I’m not completely confident, and I may have misunderstood the posts I read, but I think I read on a FIRE board that it may not be required to pay the medical expenses with the HSA and the money in the HSA is allowed to grow tax free. This is a real nice option to save for future health expenses. Especially if one does plan to FIRE. Clearly I’m not good at Quotes.
This isn't a direct answer to your question, but in case anyone reading isn't aware, you can also use the HSA as a retirement account. You can invest HSA money in more than just a savings account (investment options depend on what is available through your employer though) so that it grows over time. As long as the money is eventually used for a qualified health expense, HSA money is not taxed when it is contributed or when it is withdrawn, even if it's been growing for decades.
Since we are on the topic of HSA, just remember not everyone is eligible for a HSA, you need to have a high deductible insurance plan. Even if your company does not offer an option to have a HSA through direct deposit you can still open an account on your own and then get the positive tax savings on your tax return. If you are eligible it is a great idea, even if you use it for healthcare costs, instead of planning to eventually use it for retirement. Look at your options when opening an account, some have fees if you don't have a minimum amount.
I feel a lot of people confuse the HSA with a FSA. Excellent point to call out!
A few things to add about HSA (This information is current, but given tax laws/etc, it could change at any point in the future):
- You can't have both a HSA and a "general medical" FSA (only "dependent" or "limited use" FSA, for example, the FSA can only pay for dental and vision expenses).
- HSA can act like a retirement account because there's no "use it or lose it" rule like FSA, so funds roll over year to year.
- Treating HSA as a retirement account gives you a triple tax-free benefit: pre-tax contributions, tax-free withdrawals, and tax-free growth.

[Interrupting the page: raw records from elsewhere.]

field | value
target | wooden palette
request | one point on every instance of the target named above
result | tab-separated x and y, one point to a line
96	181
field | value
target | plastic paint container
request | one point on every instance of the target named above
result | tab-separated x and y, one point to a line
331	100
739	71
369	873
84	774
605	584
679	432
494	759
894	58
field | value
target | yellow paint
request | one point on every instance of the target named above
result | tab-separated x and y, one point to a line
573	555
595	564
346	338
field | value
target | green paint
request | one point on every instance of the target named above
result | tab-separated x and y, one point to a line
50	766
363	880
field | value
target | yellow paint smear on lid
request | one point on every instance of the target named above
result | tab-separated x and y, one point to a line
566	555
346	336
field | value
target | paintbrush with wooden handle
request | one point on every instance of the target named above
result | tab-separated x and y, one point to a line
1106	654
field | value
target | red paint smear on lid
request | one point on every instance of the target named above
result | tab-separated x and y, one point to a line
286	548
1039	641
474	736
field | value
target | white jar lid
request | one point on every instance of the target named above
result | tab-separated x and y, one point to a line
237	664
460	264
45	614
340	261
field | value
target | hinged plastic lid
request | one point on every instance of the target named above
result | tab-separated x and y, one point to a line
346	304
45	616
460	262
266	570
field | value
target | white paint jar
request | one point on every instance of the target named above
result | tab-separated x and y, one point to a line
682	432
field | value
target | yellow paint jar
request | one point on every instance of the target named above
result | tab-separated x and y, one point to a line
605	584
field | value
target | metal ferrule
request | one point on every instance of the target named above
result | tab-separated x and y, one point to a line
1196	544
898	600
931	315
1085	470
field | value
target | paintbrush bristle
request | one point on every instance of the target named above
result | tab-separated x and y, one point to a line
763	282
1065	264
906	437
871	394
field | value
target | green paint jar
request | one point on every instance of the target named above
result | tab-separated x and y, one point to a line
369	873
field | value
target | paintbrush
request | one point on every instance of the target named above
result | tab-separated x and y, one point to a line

- Before age 65, withdrawals are only tax free if you use it for qualified medical expenses. Otherwise, there's a 20% penalty AND you also have to pay tax (however, there is a loophole of sorts to this, see below).
- After age 65, still tax-free withdrawals for medical expenses OR you can spend the money on anything as there is no more 20% penalty, but you'll have to pay tax like a regular IRA distribution (unless you use the loophole).
- You can use HSA as tax-free savings as well: There is no reimbursement deadline, so if you stockpile medical receipts throughout the years, you can cash them out all at once if you need to access your HSA savings. Just make sure to keep METICULOUS records/receipts for qualified expenses. Since technically you're withdrawing for medical expenses, this is a loophole to avoid paying the 20% penalty & taxes on the distribution.